[Numpy-discussion] BOF notes: Fernando's proposal: NumPy ndarray with named axes

Wes McKinney wesmckinn@gmail....
Tue Jul 6 12:43:38 CDT 2010

On Tue, Jul 6, 2010 at 12:56 PM, Keith Goodman <kwgoodman@gmail.com> wrote:
> On Tue, Jul 6, 2010 at 9:52 AM, Joshua Holbrook <josh.holbrook@gmail.com> wrote:
>> On Tue, Jul 6, 2010 at 8:42 AM, Skipper Seabold <jsseabold@gmail.com> wrote:
>>> On Tue, Jul 6, 2010 at 12:36 PM, Joshua Holbrook
>>> <josh.holbrook@gmail.com> wrote:
>>>> I'm kinda-sorta still getting around to building/reading the sphinx
>>>> docs for datarray. <_< Like, I've gone through them before, but it was
>>>> more cursory than I'd like. Honestly, I kinda let myself get caught up
>>>> in trying to automate the process of getting them onto github pages.
>>>> I have to admit that I didn't 100% understand the reasoning behind not
>>>> allowing integer ticks (I blame jet lag--it's a nice scapegoat).

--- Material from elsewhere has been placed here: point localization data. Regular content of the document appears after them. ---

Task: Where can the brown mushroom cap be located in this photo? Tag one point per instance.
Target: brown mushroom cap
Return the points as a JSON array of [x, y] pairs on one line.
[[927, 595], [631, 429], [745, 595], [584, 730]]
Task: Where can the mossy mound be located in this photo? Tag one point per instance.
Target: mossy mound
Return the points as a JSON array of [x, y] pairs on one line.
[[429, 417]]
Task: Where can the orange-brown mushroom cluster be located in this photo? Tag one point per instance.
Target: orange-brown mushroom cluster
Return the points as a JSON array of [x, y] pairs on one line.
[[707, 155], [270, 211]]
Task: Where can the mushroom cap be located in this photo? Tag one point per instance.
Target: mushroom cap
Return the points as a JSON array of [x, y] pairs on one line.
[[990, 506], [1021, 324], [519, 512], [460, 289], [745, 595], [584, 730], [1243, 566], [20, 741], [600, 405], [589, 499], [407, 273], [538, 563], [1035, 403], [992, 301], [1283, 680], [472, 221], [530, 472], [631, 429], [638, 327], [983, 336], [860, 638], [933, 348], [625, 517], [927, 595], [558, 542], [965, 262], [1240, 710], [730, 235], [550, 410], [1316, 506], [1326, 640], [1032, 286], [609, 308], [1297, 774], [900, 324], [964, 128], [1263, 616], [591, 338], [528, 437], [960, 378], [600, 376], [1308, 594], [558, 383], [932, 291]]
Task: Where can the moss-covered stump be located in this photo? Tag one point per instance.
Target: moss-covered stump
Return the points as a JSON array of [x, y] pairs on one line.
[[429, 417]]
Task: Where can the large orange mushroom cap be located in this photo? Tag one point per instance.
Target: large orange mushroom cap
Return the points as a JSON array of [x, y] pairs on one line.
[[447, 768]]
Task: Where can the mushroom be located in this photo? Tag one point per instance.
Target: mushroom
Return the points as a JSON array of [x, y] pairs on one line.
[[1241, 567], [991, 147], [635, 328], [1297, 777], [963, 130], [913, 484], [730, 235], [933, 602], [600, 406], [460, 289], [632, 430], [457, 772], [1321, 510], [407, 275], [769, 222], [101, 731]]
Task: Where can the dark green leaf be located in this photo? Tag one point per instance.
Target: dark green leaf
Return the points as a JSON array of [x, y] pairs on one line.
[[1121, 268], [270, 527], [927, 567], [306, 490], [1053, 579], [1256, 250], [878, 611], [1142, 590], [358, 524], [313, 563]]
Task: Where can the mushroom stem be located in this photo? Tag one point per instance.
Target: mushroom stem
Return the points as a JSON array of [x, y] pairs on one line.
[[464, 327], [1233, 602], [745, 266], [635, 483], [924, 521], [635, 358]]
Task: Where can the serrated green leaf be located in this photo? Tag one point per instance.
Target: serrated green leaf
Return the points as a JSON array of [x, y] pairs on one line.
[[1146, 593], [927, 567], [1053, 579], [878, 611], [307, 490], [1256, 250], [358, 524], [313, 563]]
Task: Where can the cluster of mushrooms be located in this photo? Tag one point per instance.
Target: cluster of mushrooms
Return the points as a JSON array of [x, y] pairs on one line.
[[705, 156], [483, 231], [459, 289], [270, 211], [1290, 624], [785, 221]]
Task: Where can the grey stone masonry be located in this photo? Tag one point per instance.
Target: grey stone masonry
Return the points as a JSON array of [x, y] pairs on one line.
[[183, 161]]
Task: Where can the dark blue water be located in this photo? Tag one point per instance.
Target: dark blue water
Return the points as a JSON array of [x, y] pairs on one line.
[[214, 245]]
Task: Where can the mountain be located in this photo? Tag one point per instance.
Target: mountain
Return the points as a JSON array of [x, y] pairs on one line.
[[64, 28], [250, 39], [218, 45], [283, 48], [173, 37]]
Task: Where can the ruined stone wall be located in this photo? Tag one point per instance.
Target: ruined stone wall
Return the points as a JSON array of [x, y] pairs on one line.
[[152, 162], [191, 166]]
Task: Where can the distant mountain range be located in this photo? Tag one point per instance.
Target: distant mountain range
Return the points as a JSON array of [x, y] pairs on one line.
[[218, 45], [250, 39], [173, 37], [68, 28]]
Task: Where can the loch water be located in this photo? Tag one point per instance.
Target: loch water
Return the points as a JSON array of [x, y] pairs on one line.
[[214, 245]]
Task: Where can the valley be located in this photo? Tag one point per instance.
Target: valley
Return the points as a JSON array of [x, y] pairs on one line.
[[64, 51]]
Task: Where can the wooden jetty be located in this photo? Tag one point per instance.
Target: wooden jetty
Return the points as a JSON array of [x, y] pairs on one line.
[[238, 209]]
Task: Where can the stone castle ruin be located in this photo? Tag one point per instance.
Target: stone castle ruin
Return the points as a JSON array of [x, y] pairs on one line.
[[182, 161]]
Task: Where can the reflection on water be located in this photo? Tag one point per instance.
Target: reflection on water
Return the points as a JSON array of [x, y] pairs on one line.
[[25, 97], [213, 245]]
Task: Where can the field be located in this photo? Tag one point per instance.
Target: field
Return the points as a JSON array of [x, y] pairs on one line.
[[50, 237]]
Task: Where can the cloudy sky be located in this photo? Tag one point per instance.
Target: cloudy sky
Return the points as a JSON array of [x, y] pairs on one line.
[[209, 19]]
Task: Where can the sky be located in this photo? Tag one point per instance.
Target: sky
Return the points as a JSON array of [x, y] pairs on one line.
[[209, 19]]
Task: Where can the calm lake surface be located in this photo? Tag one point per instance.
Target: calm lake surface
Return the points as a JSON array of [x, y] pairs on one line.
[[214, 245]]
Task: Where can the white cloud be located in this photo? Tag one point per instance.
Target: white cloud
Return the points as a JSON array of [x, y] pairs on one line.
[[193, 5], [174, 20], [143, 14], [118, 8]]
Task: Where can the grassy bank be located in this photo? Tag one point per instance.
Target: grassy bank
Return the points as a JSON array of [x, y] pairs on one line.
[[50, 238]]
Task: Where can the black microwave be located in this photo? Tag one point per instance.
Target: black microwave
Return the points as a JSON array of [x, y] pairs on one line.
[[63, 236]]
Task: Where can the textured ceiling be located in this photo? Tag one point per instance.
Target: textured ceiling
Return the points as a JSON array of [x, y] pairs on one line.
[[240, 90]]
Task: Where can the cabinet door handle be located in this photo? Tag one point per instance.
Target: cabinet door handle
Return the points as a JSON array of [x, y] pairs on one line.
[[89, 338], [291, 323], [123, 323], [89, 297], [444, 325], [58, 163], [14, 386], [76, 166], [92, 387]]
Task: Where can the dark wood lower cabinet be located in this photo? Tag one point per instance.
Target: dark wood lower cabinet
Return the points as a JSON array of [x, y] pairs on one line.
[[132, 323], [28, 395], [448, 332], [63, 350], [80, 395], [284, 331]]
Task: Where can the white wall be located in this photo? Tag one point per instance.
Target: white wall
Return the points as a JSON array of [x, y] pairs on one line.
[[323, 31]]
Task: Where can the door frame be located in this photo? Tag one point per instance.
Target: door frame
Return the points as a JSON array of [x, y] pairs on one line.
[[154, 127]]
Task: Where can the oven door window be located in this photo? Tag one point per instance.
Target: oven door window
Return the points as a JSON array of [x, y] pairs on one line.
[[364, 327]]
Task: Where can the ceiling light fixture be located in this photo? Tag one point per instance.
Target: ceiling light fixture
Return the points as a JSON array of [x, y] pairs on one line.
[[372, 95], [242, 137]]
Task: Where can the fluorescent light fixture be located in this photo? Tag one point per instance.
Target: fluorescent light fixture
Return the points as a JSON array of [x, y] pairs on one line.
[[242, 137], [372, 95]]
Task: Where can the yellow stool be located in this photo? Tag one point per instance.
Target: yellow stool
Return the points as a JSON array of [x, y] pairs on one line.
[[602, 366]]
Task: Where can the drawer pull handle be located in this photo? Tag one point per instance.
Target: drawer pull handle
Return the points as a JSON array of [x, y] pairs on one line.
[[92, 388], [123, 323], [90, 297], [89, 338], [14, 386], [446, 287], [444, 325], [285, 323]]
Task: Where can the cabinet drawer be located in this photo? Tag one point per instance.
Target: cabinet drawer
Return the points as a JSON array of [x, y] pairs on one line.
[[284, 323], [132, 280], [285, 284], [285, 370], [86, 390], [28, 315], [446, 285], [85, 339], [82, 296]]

I
>>>> believe it originally had to do with what you meant if you typed, say,
>>>> A[3:"london"]; Did you mean the underlying ndarray index 3, or the
>>>> outer level "tick" 3? I think if you didn't allow integers, then you
>>>> could simply wrap your "3" in a string: A["3":"London"] so it's
>>>> probably not a deal-breaker, but I would imagine that using (a)
>>>> separate method(s) for label-based indexing may make allowing
>>>> integer-datatyped labels.
>>>> Thoughts?
>>> Would you mind bottom-posting/ posting in-line to make the thread
>>> easier to follow?
>>>> --Josh
>>>> On Tue, Jul 6, 2010 at 8:23 AM, Keith Goodman <kwgoodman@gmail.com> wrote:
>>>>> On Tue, Jul 6, 2010 at 9:13 AM, Skipper Seabold <jsseabold@gmail.com> wrote:
>>>>>> On Tue, Jul 6, 2010 at 11:55 AM, Keith Goodman <kwgoodman@gmail.com> wrote:
>>>>>>> On Tue, Jul 6, 2010 at 7:47 AM, Joshua Holbrook <josh.holbrook@gmail.com> wrote:
>>>>>>>> I really really really want to work on this. I already forked datarray
>>>>>>>> on github and did some research on What Other People Have Done (
>>>>>>>> http://jesusabdullah.github.com/2010/07/02/datarray.html ). With any
>>>>>>>> luck I'll contribute something actually useful. :)
>>>>>>> I like the figure!
>>>>>>> To do label indexing on a larry you need to use lix, so lar.lix[...]
>>>>>> FYI, if you didn't see it, there are also usage docs in dataarray/doc
>>>>>> that you can build with sphinx that show a lot of the thinking and
>>>>>> examples (they spent time looking at pandas and larry).
>>>>>> One question that was asked of Wes, that I'd propose to you as well
>>>>>> Keith, is that if DataArray became part of NumPy, do you think you
>>>>>> could use it to work on top of for larry?
>>>>> This is all very exciting. I did not know that DataArray had ticks so
>>>>> I never took a close look at it.
>>>>> After reading the sphinx doc, one question I had was how firm is the
>>>>> decision to not allow integer ticks? I use int ticks a lot.
>>> I think what Josh said is right.  However, we proposed having all of
>>> the new labeled axis access pushed to a .aix (or whatever) method, so
>>> as to avoid any confusion, as the original object can be accessed just
>>> as an ndarray.  I'm not sure where this leaves us vis-a-vis ints as
>>> ticks.
>>> Skipper
>>> _______________________________________________
>>> NumPy-Discussion mailing list
>>> NumPy-Discussion@scipy.org
>>> http://mail.scipy.org/mailman/listinfo/numpy-discussion
>> Sorry re: posting at-top. I guess habit surpassed observation of
>> community norms for a second there. Whups!
>> My opinion on the matter is that, as a matter of "purity," labels
>> should all have the string datatype. That said, I'd imagine that
>> passing an int as an argument would be fine, due to python's
>> loosey-goosey attitude towards datatypes. :) That, or, y'know,
>> str(myint).
> Ideally (for me), the only requirement for ticks would be hashable and
> unique along any one axis. So, for example, datetime.date() could be a
> tick but a list could not be a tick (not hashable).
> _______________________________________________
> NumPy-Discussion mailing list
> NumPy-Discussion@scipy.org
> http://mail.scipy.org/mailman/listinfo/numpy-discussion

Gmail needs to really get its act and enable bottom-posting by
default. Definitely an annoyance

There are many issues at play here so I wanted to give some of my
thoughts re: building pandas, larry, etc. on top of DataArray (or
whatever it is that makes its way into NumPy), can put this on the
wiki, too:

1. Giving semantic information to axes (not ticks, though)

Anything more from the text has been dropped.